New Zealand Landfall
Soon after daybreak, 31 st October. A ghostly line rides the swells on the far horizon. The end is quite literally in sight.
Before long the landscape has a shape. As Noon approaches, we enter the outrageously beautiful Bay of Islands. For the first time, our voyage feels real in its entirety, instead of rooted in the present. We are all overwhelmed by the emotion of arriving here in this uplifting landscape after crossing half of the world’s oceans to get here.

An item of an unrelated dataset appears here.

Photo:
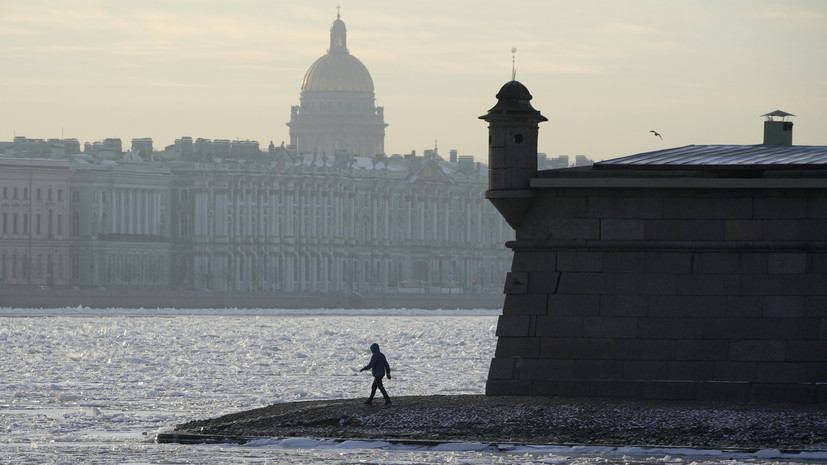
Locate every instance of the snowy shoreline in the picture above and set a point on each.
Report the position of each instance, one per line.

There is a dreamlike quality about the moment, a hesitation in accepting perception, an uncertainty, a lack of confidence in my waking state. After so long dreaming, so much preparation, such an irrevocable change in our lives, after so many landfalls, so many departures, after the vastness of the ocean in all her moods, can this really be our goal?
The bay is calm and sheltered in the offshore breeze, yet I have to clear a little sea spray from the corner of my eye.

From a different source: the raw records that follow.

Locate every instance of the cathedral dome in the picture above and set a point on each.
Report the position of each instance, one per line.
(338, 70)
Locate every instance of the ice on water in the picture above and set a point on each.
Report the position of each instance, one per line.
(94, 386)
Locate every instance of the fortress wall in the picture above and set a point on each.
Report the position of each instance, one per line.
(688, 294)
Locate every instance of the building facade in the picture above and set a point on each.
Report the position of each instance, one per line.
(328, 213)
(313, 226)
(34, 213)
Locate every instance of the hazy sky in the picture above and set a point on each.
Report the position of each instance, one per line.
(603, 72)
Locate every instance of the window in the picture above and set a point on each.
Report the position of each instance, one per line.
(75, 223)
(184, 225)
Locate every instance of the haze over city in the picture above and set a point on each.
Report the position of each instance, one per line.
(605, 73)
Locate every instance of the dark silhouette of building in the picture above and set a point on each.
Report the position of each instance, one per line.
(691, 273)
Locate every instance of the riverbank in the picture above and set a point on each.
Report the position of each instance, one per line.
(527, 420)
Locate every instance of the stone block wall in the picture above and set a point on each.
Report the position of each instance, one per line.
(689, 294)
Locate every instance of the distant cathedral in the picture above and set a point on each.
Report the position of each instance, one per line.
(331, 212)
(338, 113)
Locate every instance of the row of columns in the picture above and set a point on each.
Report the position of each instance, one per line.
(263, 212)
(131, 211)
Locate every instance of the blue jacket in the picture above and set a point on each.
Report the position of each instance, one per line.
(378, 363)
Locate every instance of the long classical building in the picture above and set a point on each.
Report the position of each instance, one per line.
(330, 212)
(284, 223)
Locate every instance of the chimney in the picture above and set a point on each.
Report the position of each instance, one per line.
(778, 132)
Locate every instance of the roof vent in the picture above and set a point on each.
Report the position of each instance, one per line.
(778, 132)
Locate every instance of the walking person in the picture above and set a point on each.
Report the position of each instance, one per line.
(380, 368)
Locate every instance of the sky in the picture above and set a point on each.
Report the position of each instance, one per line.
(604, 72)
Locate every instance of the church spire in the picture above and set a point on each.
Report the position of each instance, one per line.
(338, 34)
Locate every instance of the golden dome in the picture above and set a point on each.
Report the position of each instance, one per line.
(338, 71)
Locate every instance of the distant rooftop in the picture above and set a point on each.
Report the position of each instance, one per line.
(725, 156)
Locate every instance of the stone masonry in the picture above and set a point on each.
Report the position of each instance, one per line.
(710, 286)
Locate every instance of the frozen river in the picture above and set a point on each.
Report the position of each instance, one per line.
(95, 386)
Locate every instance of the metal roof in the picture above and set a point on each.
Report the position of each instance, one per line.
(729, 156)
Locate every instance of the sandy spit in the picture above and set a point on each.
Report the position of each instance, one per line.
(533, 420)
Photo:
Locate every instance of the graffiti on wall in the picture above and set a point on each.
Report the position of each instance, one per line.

Reality returns soon enough with a radio instructions from Opua Customs directing me to the Quarantine dock.
“Yer can’t missit Mate. Just tie up under the big yeller sign with a Q on it”.
That sets the alarms ringing. Over the last couple of years we have learnt the hard way that, when entering strange ports, directions including the phrases “you can’t miss it”, “piece of cake”, or absolutely anything that begins “Just ….” are reliably followed by humiliation if taken at face value. Within minutes of hearing these portentous words, you can expect to run solidly aground, have your prop tangled up by a stray line in the water or to have wildly misjudged a 5 knot ebb current running through the confined spaces of the marina you are entering.
We have returned to the First World. It really is as simple as the man said. Hundreds of feet of Q - dock with simple access. Efficient Customs and Immigration who have a major bio-security task to perform, yet manage their formalities with less fuss than anywhere since Europe. An hour later we are cleared and docked inside the marina.
We step ashore to find our Norwegian friends 3T, who departed 120 miles ahead of us in their S&S 60 and have made the cut before the weather turns really spiteful as well. I finally understand the true meaning of ‘euphoria’.